The first follower is actually an underestimated form of leadership in itself. … The first follower is what transforms a lone nut into a leader.
About This Quote
Derek Sivers popularized this line in his short talk “How to Start a Movement,” which analyzes a viral video of a lone dancer at an outdoor music festival. Using the clip as a case study, Sivers argues that movements don’t begin with the originator alone but with the first person willing to join publicly, thereby signaling safety and legitimacy to others. The talk circulated widely online (notably via TED), and the “lone nut” framing became a memorable shorthand in discussions of leadership, social proof, and how communities form around an initial act of visible participation.
Interpretation
The quote reframes leadership as a social process rather than a solitary trait.
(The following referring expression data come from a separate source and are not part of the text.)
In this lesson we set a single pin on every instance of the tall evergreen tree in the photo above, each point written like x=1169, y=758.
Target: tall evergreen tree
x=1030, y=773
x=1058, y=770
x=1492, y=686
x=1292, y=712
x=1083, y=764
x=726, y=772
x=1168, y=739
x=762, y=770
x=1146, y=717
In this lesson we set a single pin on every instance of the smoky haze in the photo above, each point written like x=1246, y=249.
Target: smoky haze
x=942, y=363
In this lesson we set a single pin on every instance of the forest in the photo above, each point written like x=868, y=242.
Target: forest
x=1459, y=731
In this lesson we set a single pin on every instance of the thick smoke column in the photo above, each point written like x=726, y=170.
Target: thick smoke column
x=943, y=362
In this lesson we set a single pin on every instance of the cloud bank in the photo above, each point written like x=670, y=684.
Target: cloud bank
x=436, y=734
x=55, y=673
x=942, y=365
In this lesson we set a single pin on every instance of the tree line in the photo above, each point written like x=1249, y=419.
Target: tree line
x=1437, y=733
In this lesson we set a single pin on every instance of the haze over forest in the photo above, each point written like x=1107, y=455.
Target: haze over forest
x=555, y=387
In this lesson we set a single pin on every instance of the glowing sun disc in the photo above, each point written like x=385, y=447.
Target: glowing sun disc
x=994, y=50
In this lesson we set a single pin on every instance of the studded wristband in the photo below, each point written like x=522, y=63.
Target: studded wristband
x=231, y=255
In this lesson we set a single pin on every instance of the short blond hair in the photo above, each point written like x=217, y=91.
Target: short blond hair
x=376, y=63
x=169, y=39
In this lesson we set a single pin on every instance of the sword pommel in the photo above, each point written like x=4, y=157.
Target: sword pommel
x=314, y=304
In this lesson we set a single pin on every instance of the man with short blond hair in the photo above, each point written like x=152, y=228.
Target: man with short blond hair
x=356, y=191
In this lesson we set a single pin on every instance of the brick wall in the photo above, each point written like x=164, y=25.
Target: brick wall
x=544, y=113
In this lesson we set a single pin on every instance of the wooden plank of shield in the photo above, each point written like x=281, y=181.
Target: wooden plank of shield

The “first follower” performs a crucial kind of leadership by taking the reputational risk of joining early, translating an eccentric individual act into a shared, imitable behavior. In doing so, the follower creates social proof: others can now join without feeling isolated, and the group can cohere around a recognizable pattern. Sivers’s point also critiques hero-centric narratives of change, suggesting that credit and attention should extend to early adopters and bridge-builders who make participation feel permissible and contagious.
Variations
“The first follower is actually an underestimated form of leadership in itself.”
“The first follower is what transforms a lone nut into a leader.”
“The first follower is as important as the leader.”
Source
Derek Sivers, “How to Start a Movement” (TED talk), filmed at TEDxSydney, June 2010; published on TED.com (2010).